Three weeks ago, the operators of the Raccoon multifunctional stealer, which was in great demand among the cybercriminal underground, announced the closure of the project due to the death in Ukraine of one of the key members of the group. Judging by the statement of the operators about the impossibility of maintaining and releasing stable versions of malware, the main developer of the program code became a victim of dramatic political events.
We observed the last stealer activity on March 23, 2022, after which Raccoon operators apparently disconnected the management infrastructure and closed the service, which is clearly visible on our radars.
For the first time, malware went into production in April 2019 and has since been leased out using the «MaaS» («Malware-as-a-Service») business model, providing customers with a ready-made management infrastructure and extensive data theft functionality:
- bank cards
- cryptocurrency wallets
- web browsers (cookies and passwords)
- Steam accounts
- Telegram accounts
- FTP clients
In addition, Raccoon was endowed with the functions of loading other malicious modules and executing PowerShell scripts, which made it possible to use a scripted stealer as a tool for initial penetration and fixing in the attacked system.
On the eve of the closure of the project, operators announced the unique at that time possibility of using Telegram channels as C&C servers, which repeatedly increased the stealer's ability to avoid detection by security solutions and its attractiveness among similar competitors.
Impressive functionality, regular updates and round-the-clock support explain the results of our analysis, according to which Raccoon was used even by such cybercriminal groups as EvilCorp (ServHelper), Emotet and QakBot.
But still, stealer's most frequent neighbors on the payload infrastructure were his main competitors on the shop floor - RedLine and Arkei stealers.

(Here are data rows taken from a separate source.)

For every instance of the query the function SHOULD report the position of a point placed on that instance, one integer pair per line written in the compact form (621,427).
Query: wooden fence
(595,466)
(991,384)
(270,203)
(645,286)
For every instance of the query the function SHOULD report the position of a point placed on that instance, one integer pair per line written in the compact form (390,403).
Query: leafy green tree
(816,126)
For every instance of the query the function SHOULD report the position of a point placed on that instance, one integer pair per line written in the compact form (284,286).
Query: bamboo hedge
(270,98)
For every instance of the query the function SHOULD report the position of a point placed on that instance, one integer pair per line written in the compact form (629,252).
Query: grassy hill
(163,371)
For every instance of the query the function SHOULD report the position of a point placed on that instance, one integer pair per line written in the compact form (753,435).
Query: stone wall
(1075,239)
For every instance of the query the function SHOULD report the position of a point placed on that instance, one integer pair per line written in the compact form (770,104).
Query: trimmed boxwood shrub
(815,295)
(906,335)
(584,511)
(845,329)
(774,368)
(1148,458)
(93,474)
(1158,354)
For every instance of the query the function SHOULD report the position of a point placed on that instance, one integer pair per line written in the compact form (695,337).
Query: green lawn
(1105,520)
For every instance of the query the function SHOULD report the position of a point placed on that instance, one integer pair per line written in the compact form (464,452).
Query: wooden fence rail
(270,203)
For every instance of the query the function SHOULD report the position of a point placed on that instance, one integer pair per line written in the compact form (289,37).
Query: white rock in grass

Obviously, such an arsenal «in one box» allowed attackers to achieve maximum chances of penetration and fixing in systems by combining malicious modules.
Following the standard geopolitical taboos of cybercrime, Raccoon operators, obviously from post-Soviet countries, forbade their clients to use stealer in relation to the infrastructure of companies resident in the CIS countries. Unscrupulous buyers of malware were punished with instant exclusion from the partner program without the possibility of moneyback.
Indeed, in the data collected by our system, we could not detect signs of stealer's presence in the information systems of the former USSR countries, but we managed to identify an impressive list of attacked companies and institutions in other countries, including:
airline in Iceland
cryptocurrency exchange in the USA
ski resort in Canada
construction company in the UK
construction company in France
developers of mobile games and applications in the USA
manufacturer of household appliances in China
network of perfume stores in the USA
advertising agency in Turkey
advertising agency in Spain
restaurant chain in India
hotel in India
car dealer in Germany
university in Germany
However, strict rules did not prevent Raccoon clients from using servers and domains located and registered in Russia as a payload infrastructure. The leading countries in terms of the scale of the infrastructure used to deliver Raccoon samples, along with Russia, included the USA, Germany, the Netherlands and Turkey, which unexpectedly took 3rd place in this anti-rating due to the entire bulletproof file sharing network.
There were no surprises among the TLD zones used. 18% of the total number of Raccoon domains are registered in the XYZ and TOP domain zones popular with cybercrime. What was unexpected was to discover that 3% of stealer's identified payload domains were registered in the TLD zone of Uganda. However, the fact that they were delegated to 1 common server located in the Seychelles indicates a targeted malicious campaign, probably carried out by one of Raccoon's clients in the summer-autumn of 2021 against residents of an African country.
In the vast majority of the cases we identified, Raccoon-stealer's samples were distributed in the form of encrypted executable files, and only in isolated cases there were attempts by cybercriminals to use steganography to hide malicious load in image files.
In 53% of the detected cases, Raccoon service clients used leased private dedicated servers to store malicious samples. However, only 16% of them were delegated domain names to carry out targeted phishing attacks enhanced by social engineering, in most cases related to the distribution of stealer under the guise of free software.
In the remaining 47% of cases, hackers used sites trusted in absentia for security solutions, giving preference to popular file sharing sites. Technically more complex and costly options for distributing malicious samples through compromised legitimate Internet resources using the «Watering Hole» technology are rare. The currently popular method of distributing malware through Discord channels has not been ignored.
Due to the death of the main developer, it is not worth expecting the resumption of the Raccoon service in the near future. Moreover, the probable residence of the main stealer operators on the territory of Ukraine makes the group dependent on the foreign policy situation and shifts the emphasis towards primitive physiological needs.
However, despite the announcement of the closure of the service, the Raccoon partner registration panel continues to function, the official accounts of the group on cybercriminal forums are not blocked. Telegram accounts of the 3 main operators are also showing signs of life. Therefore, we cannot rule out the appearance of a popular stealer on our radars in the future.
In the meantime, we continue to observe how the stealers market is being captured by Raccoon's competitors - RedLine and Arkei.